This Is The Best Idea I Have Ever Had…
A short time ago, Maurice wrote about how a proposal to dramatically increase the cigarette tax in Illinois might drive Illinois smokers to buy their cancer sticks in Missouri. This article reminded me about how Bill McClellan used to write in the Post about the experiences he would have buying liquor on Sundays in Illinois, before Missouri allowed Sunday sales in the mid-’90s. And then it hit me we need an area between the two states, sort of a duty-free, local-tax demilitarized zone, where residents can go to experience the best of both states at the same time.
Seriously, join me as I go with this idea for a bit. What are the tax/entertainment benefits of Illinois that Missouri residents cross the river to get? Let’s get the obvious out of the way here: Illinois gives you gambling like they have it in Vegas (no $2 entrance fee, no loss limits, no charge for drinks), strip clubs and horse racing. Next, if you are a Missourian lucky enough to have an office or close friends or family in Illinois, you can register your car there and avoid Missouri’s automobile property tax. Ticket scalping is also legal in Illinois, although that, like Sunday liquor sales, appears to be coming to Missouri. Finally, they have later bar closing hours, although asking a question like that at Pop’s suddenly gets very existential. (How can a bar never close???)
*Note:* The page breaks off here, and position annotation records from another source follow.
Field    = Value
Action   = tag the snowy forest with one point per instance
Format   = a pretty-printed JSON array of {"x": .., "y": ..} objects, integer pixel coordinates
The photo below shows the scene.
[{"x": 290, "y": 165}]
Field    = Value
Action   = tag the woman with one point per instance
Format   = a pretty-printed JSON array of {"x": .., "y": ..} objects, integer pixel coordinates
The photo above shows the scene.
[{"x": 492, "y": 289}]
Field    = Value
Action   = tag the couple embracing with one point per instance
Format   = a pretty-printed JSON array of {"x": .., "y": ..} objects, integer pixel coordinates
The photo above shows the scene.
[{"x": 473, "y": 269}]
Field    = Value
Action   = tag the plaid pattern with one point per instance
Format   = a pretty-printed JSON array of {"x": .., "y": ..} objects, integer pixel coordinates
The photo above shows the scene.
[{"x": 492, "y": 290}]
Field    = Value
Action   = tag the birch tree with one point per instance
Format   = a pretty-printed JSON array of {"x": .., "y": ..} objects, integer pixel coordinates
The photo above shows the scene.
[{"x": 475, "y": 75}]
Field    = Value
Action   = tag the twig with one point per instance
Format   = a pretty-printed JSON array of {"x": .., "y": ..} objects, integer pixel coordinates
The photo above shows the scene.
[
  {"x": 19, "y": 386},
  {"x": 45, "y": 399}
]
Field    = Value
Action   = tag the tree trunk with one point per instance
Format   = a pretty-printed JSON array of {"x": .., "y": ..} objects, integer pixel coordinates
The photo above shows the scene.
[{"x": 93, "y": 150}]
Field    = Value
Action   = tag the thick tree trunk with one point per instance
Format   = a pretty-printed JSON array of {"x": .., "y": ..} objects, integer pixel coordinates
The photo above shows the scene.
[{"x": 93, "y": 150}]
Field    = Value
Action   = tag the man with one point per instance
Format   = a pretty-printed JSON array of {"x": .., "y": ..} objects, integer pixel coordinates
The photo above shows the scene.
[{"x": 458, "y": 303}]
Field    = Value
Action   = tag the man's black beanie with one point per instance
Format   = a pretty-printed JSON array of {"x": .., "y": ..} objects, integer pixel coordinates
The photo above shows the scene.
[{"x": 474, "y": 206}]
What benefits does Missouri offer Illinois residents? For the most part, it’s the lower taxes on gas and cigarettes that Illinois residents get here. We have a tax of 17 cents per pack and per gallon, both, while in the Land of Lincoln it’s 98 cents per pack and 32.5 per gallon. Missouri also has a lower sales tax in general than Illinois, although if you add in the local St. Louis sales taxes, I think the comparison evens out. Neither state has a bottle deposit law like Michigan, but it’s safe to say Missouri will be the last state in America to pass that, so we’ll count that for us.
So I suggest we declare the middle hundred yards or so of the Eads bridge an area within both states, under control of an appointed, multi-state board like Metro, where the lower taxes and more permissive limits of either state apply. The area would need a gas station, a convenience store, a bar, a state revenue office that could serve both states, and a UPS store for your auto registration, and a Post Office Box. The bar would close late and sell packages-to-go, the gas would be cheap the smokes, too and it would all be a short walk to the Casino Queen, if that is how you like to spend your property tax savings. I intend to talk to the governors of both states about this, just as soon as I sober up.
P.S. I was only joking about having to sober up.